Search hits number jumps up and down when updates documents


(Weiwei Wang) #1

when i use bulk to update lots of documents (e.g. 20000), i found the
search hits jump up and down, which is very confusing for users

ps: i used ES for real time search


(Shay Banon) #2

As you update documents, then the changes will be reflected to the user, that the near real time aspect of it. By default, the refresh interval will be 1 sec. You can disable refreshing using the update settings API (set the refresh interval to -1) and then enable it once you are done with bulk loading the data it it make sense to your use case.

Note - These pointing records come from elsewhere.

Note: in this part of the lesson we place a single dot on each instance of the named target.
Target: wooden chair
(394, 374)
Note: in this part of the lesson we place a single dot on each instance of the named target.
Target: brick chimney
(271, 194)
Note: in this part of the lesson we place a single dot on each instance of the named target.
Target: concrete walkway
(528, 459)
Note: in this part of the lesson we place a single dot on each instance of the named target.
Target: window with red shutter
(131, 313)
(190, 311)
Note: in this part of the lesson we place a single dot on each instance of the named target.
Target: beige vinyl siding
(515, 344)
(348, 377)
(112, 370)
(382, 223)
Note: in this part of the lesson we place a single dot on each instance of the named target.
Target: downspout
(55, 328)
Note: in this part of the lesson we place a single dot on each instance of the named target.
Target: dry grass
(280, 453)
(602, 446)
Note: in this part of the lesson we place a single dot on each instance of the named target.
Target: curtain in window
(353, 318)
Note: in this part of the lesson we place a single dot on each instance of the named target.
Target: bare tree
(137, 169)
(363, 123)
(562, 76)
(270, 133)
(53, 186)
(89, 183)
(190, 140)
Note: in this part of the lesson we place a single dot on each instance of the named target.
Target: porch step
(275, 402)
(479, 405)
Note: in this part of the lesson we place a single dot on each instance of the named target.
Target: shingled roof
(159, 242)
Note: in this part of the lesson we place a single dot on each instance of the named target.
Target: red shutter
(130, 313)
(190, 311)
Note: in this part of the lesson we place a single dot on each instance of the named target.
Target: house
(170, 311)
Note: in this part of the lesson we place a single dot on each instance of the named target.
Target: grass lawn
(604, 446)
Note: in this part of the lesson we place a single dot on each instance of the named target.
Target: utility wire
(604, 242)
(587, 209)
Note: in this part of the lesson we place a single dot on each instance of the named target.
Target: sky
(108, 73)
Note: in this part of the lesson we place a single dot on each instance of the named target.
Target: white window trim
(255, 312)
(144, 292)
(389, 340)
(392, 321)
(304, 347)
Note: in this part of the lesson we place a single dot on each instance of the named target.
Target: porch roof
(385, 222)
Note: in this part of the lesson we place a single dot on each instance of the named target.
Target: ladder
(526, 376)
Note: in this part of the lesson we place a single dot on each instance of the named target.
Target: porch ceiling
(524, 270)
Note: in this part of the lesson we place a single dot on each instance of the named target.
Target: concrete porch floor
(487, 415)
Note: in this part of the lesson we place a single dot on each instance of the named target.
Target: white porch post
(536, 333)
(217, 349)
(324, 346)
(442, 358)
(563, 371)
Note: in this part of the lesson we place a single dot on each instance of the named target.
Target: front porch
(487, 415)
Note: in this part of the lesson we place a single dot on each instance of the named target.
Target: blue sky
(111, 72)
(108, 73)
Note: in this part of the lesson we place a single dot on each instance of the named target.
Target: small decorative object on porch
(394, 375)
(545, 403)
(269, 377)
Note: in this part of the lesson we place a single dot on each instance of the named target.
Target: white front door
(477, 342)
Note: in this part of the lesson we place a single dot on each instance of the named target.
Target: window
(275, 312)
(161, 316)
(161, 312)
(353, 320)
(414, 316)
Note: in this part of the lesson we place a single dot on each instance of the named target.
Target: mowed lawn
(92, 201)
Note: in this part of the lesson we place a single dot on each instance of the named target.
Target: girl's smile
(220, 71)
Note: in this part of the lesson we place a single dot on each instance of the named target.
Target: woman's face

On Saturday, June 18, 2011 at 11:57 AM, Weiwei Wang wrote:

when i use bulk to update lots of documents (e.g. 20000), i found the
search hits jump up and down, which is very confusing for users

ps: i used ES for real time search


(Berkay Mollamustafaoglu-2) #3

I think this is due to synchronization between replicas rather than refresh
interval? The queries alternate between different replicas and since data
may not yet replicated, users see results that fluctuate depending on which
replica the query is executed against.

It is potentially a usability problem for users, and it can cause problems
if the data is processed as it is written to ES, right?

Regards,
Berkay Mollamustafaoglu
mberkay on yahoo, google and skype

On Sat, Jun 18, 2011 at 2:14 PM, Shay Banon shay.banon@elasticsearch.comwrote:

As you update documents, then the changes will be reflected to the user,
that the near real time aspect of it. By default, the refresh interval will
be 1 sec. You can disable refreshing using the update settings API (set the
refresh interval to -1) and then enable it once you are done with bulk
loading the data it it make sense to your use case.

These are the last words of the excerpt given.